The hundredth time it was lethal.
Before he undressed and went to bed Herne inched open the warped window, finding that it wouldn’t rise more than three or four inches, letting in the cooler air of the Arizona night. From down the stairs he could hear the sound of an out-of-tune piano and the occasional high-pitched yelp of laughter from one of the soiled doves who worked there.
Sheriff Williamson had suggested that maybe the shootist might like to take advantage of one of those ladies’, on the town, so to speak. But Herne had shaken his head and firmly refused.
‘Thanks, Sheriff,’ he’d replied. ‘There’ve been times when I’ve found comfort there, but this isn’t one of those times.’
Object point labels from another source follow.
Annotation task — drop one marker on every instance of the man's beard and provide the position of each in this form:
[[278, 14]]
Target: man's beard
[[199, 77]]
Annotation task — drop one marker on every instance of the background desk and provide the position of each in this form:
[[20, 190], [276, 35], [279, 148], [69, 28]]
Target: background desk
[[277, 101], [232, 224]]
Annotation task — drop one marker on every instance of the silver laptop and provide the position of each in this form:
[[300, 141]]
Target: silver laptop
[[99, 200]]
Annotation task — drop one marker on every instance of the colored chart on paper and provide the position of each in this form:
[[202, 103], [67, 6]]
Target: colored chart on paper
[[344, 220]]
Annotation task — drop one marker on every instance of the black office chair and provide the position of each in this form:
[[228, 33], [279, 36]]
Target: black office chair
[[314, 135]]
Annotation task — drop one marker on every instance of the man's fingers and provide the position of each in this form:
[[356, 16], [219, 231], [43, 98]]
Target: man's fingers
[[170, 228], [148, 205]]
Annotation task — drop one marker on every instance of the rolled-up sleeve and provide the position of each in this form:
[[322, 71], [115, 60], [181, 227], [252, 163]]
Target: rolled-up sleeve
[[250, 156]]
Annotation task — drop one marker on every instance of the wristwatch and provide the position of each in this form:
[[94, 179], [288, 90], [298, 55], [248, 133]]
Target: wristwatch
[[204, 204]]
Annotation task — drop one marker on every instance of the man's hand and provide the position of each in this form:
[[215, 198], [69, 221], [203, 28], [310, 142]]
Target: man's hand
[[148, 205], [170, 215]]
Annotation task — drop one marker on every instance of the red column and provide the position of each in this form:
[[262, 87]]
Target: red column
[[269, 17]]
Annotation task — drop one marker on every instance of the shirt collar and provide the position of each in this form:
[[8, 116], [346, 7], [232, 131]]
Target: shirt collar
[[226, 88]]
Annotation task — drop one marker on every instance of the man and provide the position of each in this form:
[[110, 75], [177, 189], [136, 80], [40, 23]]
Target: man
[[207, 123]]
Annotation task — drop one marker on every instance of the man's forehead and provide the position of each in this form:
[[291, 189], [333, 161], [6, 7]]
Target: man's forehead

Women were just there to be used. That was Jed’s simple creed. And if they didn’t like it then he wouldn’t waste energy trying to persuade them.
The window from his room looked out across a narrow alley, then a line of outbuildings. And beyond that was the desert. As wild and desolate as it had been for the last thousands of years. Herne thought for a few moments on how weak and shallow was man’s grip on the land of the South-West.
His eye was caught by a movement among the shadows between the storage sheds and privies. There was someone hiding and he instinctively wondered whether Seamus Blackstone might have some vengeful relative or friend but there.
There was a full moon sailing serene and untroubled overhead and it gave him sufficient light to make out that the figure was one of the old men from the Home in his uniform of dark blue pants and cream shirts. As soon as he saw Herne peering at him the old-timer scampered away out of sight.
Jed wondered who he was and why he was taking such an interest in his presence in town.